Webster was diagnosed with multiple sclerosis at age 22, requiring a wheelchair by age 25.

“I thought I would not have a life,” Webster said. “I came to the conclusion that the only way to have a life was to give something to others. I just didn’t know what that would be, because it seemed like I had nothing.”

She had a bachelor’s degree, and later discovered speech language pathology when she went through the Office of Vocational Rehabilitation. From there, she earned a master’s degree in that field and has worked as a speech language pathologist since, most recently at McCourt Middle School.

“I firmly believe my chosen career picked me up and carried me through my life,” said Webster. “As for loaning the bike to Donna … it was just something I could do for someone else. That’s what we’re here for.”

“It worked out perfectly,” Furlong said. The handcycle was the exact model of accessible bicycle that she needed. While Webster and Furlong were strangers a few months ago, the women said their friendship is just getting started.

“We met when she came to try out the handcycle and found we had a lot in common, although she is much younger than me,” Webster said. “We found out we had a lot of the same issues with accessibility.”

She said she hopes the bike opens up other opportunities for Furlong, as it did for her. After her first ride on the East Bay Bike Path, Webster cycled all of the local routes, through the neighborhood, on to Lincoln and Bristol, and east to the Cape Cod Canal and Cape Cod National Seashore. She eventually acquired a ramp van that opened up the possibility of riding something motorized. Today, she zips around in an electric tricycle that she can take on bike paths and on the beach, and an electric scooter for daily use.
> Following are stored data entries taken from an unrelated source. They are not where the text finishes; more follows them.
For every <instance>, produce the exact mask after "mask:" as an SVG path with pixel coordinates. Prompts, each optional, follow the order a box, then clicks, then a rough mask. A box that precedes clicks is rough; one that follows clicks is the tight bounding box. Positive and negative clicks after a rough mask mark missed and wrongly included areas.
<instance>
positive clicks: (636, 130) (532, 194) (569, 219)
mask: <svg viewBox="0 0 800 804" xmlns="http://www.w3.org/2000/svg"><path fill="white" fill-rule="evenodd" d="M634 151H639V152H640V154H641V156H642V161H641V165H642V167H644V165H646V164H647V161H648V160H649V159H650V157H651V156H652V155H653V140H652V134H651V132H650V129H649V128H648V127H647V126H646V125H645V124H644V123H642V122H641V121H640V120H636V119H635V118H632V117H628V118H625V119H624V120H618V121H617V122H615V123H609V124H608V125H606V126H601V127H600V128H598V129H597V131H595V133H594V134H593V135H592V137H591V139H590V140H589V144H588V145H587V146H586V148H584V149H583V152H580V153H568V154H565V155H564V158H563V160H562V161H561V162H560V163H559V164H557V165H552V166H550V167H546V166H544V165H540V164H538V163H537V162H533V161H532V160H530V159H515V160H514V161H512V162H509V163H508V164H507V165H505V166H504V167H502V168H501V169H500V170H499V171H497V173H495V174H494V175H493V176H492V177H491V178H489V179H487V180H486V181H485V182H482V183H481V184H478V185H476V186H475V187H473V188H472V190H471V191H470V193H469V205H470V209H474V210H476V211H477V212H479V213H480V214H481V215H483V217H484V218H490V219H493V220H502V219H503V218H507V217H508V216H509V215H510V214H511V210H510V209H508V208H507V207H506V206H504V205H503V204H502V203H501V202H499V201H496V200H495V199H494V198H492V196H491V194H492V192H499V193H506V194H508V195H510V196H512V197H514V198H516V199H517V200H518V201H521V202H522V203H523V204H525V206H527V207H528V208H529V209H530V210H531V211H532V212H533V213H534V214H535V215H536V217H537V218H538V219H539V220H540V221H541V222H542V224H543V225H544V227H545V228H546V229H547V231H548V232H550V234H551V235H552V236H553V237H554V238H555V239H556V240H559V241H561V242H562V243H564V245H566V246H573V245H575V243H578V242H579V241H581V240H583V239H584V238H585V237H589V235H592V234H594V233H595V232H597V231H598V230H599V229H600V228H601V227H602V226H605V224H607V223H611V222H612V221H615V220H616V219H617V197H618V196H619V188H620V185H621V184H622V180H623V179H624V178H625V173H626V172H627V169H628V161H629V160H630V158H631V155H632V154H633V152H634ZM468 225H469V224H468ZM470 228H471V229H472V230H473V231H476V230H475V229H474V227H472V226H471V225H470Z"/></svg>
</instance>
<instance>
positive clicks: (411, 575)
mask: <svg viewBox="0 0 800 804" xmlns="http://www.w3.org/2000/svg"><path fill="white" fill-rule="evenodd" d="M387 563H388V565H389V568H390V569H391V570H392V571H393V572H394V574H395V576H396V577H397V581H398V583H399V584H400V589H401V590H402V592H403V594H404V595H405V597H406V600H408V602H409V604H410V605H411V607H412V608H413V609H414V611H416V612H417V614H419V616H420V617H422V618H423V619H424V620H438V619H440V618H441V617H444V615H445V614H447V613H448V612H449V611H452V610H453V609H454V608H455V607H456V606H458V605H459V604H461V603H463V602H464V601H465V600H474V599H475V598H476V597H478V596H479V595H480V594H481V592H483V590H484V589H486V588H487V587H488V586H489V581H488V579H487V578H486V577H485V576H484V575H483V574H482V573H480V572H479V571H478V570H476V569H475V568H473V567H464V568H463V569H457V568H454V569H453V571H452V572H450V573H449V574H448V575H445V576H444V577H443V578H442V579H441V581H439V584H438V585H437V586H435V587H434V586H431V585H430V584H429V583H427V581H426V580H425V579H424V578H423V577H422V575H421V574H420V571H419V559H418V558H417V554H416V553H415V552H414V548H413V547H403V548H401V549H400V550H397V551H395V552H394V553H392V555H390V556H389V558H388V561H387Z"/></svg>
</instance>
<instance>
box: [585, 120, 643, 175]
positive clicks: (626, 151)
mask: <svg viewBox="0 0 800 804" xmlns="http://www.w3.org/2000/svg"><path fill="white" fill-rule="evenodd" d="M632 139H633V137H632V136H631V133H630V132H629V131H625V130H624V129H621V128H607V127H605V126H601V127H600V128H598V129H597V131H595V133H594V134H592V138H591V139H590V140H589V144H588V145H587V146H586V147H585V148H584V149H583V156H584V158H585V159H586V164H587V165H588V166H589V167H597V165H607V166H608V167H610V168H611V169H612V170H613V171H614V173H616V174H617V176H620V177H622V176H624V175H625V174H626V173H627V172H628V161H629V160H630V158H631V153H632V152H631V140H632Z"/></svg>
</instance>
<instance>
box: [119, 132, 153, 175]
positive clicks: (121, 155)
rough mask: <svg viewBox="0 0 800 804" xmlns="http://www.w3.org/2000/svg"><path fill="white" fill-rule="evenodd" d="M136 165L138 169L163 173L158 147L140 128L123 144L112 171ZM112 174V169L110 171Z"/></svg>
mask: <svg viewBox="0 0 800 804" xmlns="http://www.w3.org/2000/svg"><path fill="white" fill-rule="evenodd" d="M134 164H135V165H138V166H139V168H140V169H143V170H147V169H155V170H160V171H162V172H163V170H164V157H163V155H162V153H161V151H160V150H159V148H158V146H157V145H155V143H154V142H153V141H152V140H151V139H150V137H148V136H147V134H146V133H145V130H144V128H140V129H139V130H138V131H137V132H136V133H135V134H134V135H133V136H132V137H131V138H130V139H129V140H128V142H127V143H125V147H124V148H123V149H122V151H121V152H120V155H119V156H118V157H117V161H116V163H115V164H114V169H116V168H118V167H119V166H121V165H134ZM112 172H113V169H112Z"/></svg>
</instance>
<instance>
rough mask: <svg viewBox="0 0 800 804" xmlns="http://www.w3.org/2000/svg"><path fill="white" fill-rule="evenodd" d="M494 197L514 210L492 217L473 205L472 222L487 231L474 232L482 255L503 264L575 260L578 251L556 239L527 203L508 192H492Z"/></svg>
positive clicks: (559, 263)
“Both of these have helped me negotiate getting older with a disability, none of which would have been possible without my initial introduction to handcycling,” she said. “I really hope it opens up new possibilities for Donna. Suzanne is always saying: imagine the possibilities. I can’t wait to talk to Donna again to hear about her escapades.”

This month, thanks to Webster’s generosity, Furlong was back on the trails with her family, though her children are now old enough to ride on their own. They took their inaugural ride at Slater Park in Pawtucket, and hope to try a trail in the Cumberland area soon.

“I’m just grateful that Sue was able to set this up through a simple conversation,” Furlong said. “Financially, I could never afford one of my own, but because of her and Cheryl and her husband, I’m able to get out and I really appreciate it.”

“I was happy to have someone else who needed it have an opportunity to do what I had done,” Webster said. “It is an amazing thing to move in that way when you haven’t been able to for many years. It felt good to give someone that experience as it had been given to me.”

Donna and Bob Furlong stop for a photo at Slater Park this month – one of the first times Donna has been cycling since she became paralyzed in 1997. Cumberland resident Cheryl Webster has loaned Furlong the handcycle bike.